The UK has quietly passed a law that gives legal teeth to the country’s digital identity ecosystem — and, inevitably, a few new headaches for the companies expected to use it. The Data (Use and Access) Act 2025 turns “trust frameworks” and “digital verification services” from polite white-paper jargon into enforceable reality.
The quiet revolution in data law
While most headlines chased AI regulation and election drama, Parliament slipped through a law that will shape how every citizen and business verifies identity online.
The new act gives statutory status to the UK trust framework — a set of rules and certification schemes for companies that verify people or data attributes online.
“Trust frameworks will create confidence that digital identities are secure, private and portable.” — Department for Science, Innovation and Technology, 2025
Translation: the government would like you to trust that it has finally figured out digital identity, twenty-odd years after trying it the first time.
What does the act actually do?
The act introduces digital verification services (DVS) — providers that check who you are or what rights you have via the internet — and places them under a regulated trust framework.
Key provisions include:
- a register of certified providers, so we know who’s playing by the rules
- a trust mark, the digital equivalent of a government-approved sticker
- a data gateway giving verified providers controlled access to certain government datasets
- audit and enforcement powers for the Secretary of State
It’s essentially the GDPR of identity: everyone is responsible, everything must be logged, and someone in Westminster can revoke your badge if you mess up.

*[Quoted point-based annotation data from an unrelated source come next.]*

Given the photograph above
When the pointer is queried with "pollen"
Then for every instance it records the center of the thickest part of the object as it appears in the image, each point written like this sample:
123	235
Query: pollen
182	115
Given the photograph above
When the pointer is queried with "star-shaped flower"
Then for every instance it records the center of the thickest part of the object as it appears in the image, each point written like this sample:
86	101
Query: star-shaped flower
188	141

Why does it matter for businesses?
1. Legal clarity (finally)
Until now, “trust frameworks” lived in consultation limbo. The act makes them law, giving businesses a defined standard instead of an endless parade of pilot projects.

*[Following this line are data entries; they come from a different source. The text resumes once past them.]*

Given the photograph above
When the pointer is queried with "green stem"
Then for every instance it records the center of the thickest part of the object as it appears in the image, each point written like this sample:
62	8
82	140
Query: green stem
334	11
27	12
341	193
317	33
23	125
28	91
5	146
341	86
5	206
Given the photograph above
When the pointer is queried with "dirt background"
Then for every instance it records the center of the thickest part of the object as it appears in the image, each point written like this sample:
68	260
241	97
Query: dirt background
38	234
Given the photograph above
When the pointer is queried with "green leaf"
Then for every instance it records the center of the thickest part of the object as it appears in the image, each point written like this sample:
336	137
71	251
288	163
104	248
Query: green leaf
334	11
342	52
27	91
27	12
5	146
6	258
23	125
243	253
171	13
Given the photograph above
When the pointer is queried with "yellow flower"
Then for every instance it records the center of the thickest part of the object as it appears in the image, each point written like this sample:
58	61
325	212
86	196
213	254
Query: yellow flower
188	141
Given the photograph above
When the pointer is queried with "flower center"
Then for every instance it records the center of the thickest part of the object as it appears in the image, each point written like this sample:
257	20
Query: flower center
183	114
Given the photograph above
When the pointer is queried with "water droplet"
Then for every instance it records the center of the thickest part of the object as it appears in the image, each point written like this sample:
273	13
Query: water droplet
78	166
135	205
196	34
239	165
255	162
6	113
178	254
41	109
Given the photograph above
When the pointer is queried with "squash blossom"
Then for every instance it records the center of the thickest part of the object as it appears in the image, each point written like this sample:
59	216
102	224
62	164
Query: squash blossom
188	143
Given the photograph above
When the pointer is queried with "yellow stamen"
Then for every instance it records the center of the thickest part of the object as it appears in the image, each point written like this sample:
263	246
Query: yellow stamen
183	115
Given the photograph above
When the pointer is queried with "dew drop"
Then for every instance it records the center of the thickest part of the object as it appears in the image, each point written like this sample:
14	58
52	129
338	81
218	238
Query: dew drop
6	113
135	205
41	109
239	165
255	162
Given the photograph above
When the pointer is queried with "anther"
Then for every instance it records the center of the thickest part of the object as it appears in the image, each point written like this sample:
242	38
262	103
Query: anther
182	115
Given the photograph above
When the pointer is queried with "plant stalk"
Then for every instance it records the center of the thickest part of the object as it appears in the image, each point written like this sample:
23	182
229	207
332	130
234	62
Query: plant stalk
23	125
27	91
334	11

2. Real-world impact on hiring and onboarding
This legislation underpins the UK’s plan for mandatory digital IDs by 2029. When that arrives, HR and compliance teams will need systems that can plug directly into approved identity providers.
3. A new layer of compliance bureaucracy
Every certified DVS must meet reporting, inclusion and security requirements. For businesses, that means vendor due diligence just got longer, and privacy policies just got thicker.
Risks hiding in the fine print
- certification costs: becoming a trusted provider won’t be free.
- data handling pressure: with direct access to government datasets comes equally direct liability for breaches.
- constant versioning: the trust framework will evolve, meaning your compliance checklist now has a changelog.
The good news? You’ll have plenty of time to prepare. The bad news? You’ll need it.
Where Programmatic fits in
Programmatic helps organisations turn all this regulation into automated, auditable workflows instead of manual panic.
By embedding certified verification steps directly into contracts and onboarding flows, companies can:
- validate IDs and attributes through approved providers
- log every verification for audit and compliance
- automate approvals and signatures within one secure system
When regulators ask for evidence, Programmatic lets you produce it instantly — without rummaging through email chains.
The bigger picture
The Data (Use and Access) Act is about how trust will function in the digital economy. Once you regulate who can verify truth, you regulate almost everything built on it — employment, finance, even healthcare.
The UK now has the legal scaffolding to make digital identity mainstream. Whether it becomes an elegant bridge or another bureaucratic labyrinth depends on execution.
Either way, companies that start automating compliance now will be the ones still smiling when the next government rebrands this initiative as “Digital Identity 2.0.”